Splitting the Atomic User Interface

There is a war waging in the technosphere between those who favor thick clients (or rich clients as they are now called), and those who favor thin clients. Thin clients, and the server-mediated UI frameworks which support them, meet a singularly important requirement - to be understood by other programs, especially search engines. A large part of the utility of the internet is search, and search is only possible because web spiders can understand the simple structure of HTML and those internal relationships expressed as hyperlinks. These spiders cannot understand rich clients. Another increasingly useful part of the internet are mashups, where one application is used to decorate another with useful information. This, too, is rendered impossible by indivisible, atomic rich clients.

Indivisability, or atomicity, is what you get with a binary image, or a Flash SWF, aJava applet, a Canvas element, or a big hunk of generative JavaScript (like GWT). These elements are basically inscrutable by other programs. The DOM comes to an abrupt stop, and so does all ability to index, manipulate, or extend. When one of these elements expands to consume the entire page, the utility of the internet goes down a little bit because now there is information locked away, inaccessible. The entire page becomes an atom, and completely inscrutible.

And yet, these atomic technologies enable some truly beautiful interfaces, and in some cases are a joy to program with, so we don't want to give them up. Most applications should just use them and be happy, because 80% of searches are informational (as opposed to navigational or transactional - see http://live.psu.edu/story/29879), and most of these programs are transactional (that is, getting the user to fill out a form).

For informational rich clients, it's more complex. The bottom line is that you have to expose the information in the traditional way, too. This is less "cloaking" and more "exposing" internal state to the programs that need the info. Tacking on a trivial, non-beautiful HTML exposure of your data should be pretty easy, especially if your app is done in the SOFEA style. You have each page redirect to your rich client internal anchor. This is a valid use of a server-side framework.

This approach makes (almost) everyone happy. The data and it's relationship to external sites is exposed to search engines and mashups. The only person who is unhappy is the one who wants to use your UI in a mashup, along with the the data. But in the end, this is a minor impact. The importance of UI reuse is much less than the importance of information reuse.

Another approach is for the atom to finally be divided - for the web spiders to break the UI atom and release it's power.

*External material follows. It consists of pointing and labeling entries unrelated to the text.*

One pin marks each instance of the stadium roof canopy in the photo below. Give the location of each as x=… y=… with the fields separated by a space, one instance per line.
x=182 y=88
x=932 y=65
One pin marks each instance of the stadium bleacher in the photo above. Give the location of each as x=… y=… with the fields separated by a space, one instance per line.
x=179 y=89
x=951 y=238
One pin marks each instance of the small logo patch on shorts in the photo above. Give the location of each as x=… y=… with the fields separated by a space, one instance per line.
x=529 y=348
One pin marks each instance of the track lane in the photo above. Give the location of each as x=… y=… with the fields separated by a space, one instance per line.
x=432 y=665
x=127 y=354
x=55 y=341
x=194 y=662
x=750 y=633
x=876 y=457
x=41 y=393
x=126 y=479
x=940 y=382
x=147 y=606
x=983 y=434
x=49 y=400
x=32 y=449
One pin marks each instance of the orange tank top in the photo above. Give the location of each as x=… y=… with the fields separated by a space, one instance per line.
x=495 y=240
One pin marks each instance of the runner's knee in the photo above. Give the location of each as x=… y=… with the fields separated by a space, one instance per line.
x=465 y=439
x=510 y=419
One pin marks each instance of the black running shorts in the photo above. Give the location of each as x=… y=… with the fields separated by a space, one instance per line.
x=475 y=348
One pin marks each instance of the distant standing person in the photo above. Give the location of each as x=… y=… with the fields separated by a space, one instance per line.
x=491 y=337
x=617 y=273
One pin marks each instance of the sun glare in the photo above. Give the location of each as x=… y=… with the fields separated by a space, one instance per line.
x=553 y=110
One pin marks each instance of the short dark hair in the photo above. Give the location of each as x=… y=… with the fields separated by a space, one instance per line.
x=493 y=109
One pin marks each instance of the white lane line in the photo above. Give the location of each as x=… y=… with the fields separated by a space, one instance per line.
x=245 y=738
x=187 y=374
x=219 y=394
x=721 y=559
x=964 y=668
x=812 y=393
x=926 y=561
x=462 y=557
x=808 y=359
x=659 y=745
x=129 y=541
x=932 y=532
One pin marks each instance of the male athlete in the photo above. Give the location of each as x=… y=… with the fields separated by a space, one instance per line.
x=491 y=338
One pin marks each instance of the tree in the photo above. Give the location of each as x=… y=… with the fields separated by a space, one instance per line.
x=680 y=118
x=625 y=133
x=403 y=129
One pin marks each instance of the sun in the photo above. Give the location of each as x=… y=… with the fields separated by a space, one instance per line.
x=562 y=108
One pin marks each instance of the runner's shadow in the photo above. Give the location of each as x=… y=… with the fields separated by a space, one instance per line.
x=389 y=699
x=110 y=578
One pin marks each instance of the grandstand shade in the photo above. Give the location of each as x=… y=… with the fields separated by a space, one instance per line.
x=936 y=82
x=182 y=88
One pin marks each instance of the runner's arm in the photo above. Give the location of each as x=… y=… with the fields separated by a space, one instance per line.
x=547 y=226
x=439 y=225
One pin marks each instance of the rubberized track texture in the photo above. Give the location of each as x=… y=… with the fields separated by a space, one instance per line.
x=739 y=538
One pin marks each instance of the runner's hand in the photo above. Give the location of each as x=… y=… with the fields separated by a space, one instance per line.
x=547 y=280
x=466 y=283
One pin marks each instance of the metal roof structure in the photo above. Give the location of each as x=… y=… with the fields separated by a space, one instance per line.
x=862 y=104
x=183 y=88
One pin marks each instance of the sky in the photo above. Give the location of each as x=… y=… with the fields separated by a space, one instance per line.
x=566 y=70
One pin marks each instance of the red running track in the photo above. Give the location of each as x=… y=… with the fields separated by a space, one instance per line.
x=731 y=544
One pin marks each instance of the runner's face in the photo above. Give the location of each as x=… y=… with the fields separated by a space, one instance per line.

Unfortunately, this demands a great deal of computational effort on the part of the spiders, and is not scalable. If Google uses 20 megawatts today, expect this to increase an order of magnitude to break all the UI atoms out there, repeatedly. And then expect some information to be lost or misrepresented. From the mashup side it's a better picture - it is possible to analyze a running Java Swing program, for example, and expose a containment hierarchy as a DOM structure. No doubt a similar possibility exists for Flash, etc. Of course, JavaScript already exposes itself as a DOM structure, so it's a bit ahead of the game.